The sound of silence, is deafening.


----------



## Enigman (Mar 30, 2006)

I remember hearing somewhere that flap pockets are for the daytime and slit pockets are for the evening. This makes sense to me in terms of style - the slit pockets being somewhat dressier looking (think of a dinner jacket, where flaps are a no-no). But I don't remember if this was just one person's opinion, or an actual hard and fast rule. I definitely like the look of flaps, and I'll admit that I've never bothered to tuck them in for an evening event.


----------



## DocHolliday (Apr 11, 2005)

> quote:_Originally posted by Enigman_
> 
> I remember hearing somewhere that flap pockets are for the daytime and slit pockets are for the evening. This makes sense to me in terms of style - the slit pockets being somewhat dressier looking (think of a dinner jacket, where flaps are a no-no). But I don't remember if this was just one person's opinion, or an actual hard and fast rule. I definitely like the look of flaps, and I'll admit that I've never bothered to tuck them in for an evening event.
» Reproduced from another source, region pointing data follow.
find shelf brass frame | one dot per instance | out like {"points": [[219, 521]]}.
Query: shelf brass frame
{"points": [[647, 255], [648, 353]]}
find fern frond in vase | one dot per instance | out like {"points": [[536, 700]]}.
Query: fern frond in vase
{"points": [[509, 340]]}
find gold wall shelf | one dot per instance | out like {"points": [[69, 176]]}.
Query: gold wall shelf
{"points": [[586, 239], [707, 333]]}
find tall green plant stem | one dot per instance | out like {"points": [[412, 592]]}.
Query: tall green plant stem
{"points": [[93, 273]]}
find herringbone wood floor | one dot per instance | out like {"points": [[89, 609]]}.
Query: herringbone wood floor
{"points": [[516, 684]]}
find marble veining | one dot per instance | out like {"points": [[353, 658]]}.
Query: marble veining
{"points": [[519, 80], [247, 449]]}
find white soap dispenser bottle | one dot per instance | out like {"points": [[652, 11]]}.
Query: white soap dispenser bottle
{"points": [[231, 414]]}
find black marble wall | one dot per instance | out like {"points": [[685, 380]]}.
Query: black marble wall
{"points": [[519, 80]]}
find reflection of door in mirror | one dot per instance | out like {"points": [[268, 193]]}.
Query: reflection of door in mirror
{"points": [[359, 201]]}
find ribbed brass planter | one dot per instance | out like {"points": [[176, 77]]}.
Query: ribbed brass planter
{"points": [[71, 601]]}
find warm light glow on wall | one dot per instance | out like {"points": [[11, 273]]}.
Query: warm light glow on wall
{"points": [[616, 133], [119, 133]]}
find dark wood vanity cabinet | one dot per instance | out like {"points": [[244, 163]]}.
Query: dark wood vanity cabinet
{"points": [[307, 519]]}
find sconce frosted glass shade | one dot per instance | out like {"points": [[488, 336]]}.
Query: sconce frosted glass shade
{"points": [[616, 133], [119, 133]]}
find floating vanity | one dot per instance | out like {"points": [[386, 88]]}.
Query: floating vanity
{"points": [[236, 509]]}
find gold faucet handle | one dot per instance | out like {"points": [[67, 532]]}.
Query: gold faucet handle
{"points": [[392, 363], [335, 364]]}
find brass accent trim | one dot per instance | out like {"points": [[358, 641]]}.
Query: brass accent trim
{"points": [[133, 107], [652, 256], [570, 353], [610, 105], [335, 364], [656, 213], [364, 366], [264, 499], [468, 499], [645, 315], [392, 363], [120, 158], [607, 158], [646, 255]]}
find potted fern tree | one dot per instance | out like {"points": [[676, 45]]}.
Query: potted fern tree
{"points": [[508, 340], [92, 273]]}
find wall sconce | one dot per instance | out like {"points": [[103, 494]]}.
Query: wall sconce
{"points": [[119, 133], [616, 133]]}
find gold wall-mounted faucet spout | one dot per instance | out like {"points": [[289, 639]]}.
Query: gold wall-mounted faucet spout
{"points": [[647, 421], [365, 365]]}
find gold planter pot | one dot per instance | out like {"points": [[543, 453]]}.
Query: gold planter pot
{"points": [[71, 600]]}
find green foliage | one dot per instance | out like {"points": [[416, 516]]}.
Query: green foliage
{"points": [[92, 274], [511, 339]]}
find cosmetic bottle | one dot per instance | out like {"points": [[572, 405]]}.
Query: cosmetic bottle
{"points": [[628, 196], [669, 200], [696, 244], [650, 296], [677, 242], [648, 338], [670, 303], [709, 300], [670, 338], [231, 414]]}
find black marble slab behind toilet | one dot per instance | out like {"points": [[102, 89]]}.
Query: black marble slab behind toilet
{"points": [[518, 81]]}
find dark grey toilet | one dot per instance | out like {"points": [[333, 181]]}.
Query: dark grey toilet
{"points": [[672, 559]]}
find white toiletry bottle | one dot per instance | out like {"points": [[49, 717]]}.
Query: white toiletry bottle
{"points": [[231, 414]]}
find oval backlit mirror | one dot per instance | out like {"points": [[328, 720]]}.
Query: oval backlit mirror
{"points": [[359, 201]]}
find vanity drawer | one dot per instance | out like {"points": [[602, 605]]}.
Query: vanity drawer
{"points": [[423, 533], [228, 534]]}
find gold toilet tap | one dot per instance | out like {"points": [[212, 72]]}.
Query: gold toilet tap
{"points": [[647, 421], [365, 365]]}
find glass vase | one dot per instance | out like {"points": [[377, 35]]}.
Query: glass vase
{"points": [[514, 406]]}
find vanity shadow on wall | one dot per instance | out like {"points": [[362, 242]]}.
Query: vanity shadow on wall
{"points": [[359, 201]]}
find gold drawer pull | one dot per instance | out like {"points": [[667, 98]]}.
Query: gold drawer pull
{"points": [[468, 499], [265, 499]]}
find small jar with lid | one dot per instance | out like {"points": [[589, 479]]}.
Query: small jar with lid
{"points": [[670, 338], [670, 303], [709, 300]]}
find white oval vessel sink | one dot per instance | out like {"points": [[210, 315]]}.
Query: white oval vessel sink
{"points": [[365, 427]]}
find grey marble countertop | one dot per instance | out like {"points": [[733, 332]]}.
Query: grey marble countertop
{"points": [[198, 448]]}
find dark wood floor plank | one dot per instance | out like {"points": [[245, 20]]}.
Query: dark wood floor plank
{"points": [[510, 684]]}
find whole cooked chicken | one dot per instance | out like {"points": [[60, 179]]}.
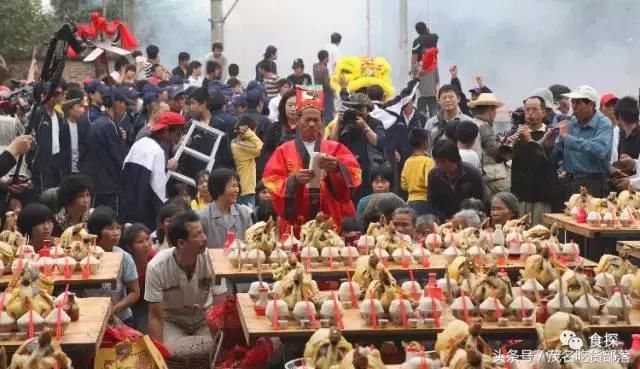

This is true. The fewer details, the more formal, for the most part. But in terms of flaps in or out on a suit coat, I find the difference in formality negligible at best.


----------



## Andy (Aug 25, 2002)

CyberAthlete:

from The Encyclopedia of Men's Clothes, Suit Chapter, Pockets section:

Besom (Pronouced "bee zom") or Piped -- The inset pocket opening is finished on one or both sides (top and bottom called a double besom) with a welt, a narrow folded piece of fabric (aka Piping or Cording) to show just the slit of the pocket. The finishing technique reinforces the pocket opening. *This style is more flattering to heavy men, since it draws less attention to the waist and has less fabric there. *

Flap -- A matching piece of fabric covers the pocket opening so that you have to lift the flap to access the pocket opening.

Combination or Flapped Besom -- a pocket that has a flap, which can be hidden if desired since the pocket also has a double besom.

Andy


----------



## CyberAthlete (Mar 23, 2006)

This page has been bookmarked. Thank you gentlemen for your help. Little did I know what it takes to dress for success.


----------



## DougNZ (Aug 31, 2005)

Flaps out on all sportscoats. Flaps add to part of their outdoor function.


----------



## Tomasso (Aug 17, 2005)

Like the POW, I have a tendency to store an unused hand in a pocket, so generally it's flaps in. But, if I have something of great value in the pocket or I'm in a crowded situation, I'll put the flaps out for security purposes.


----------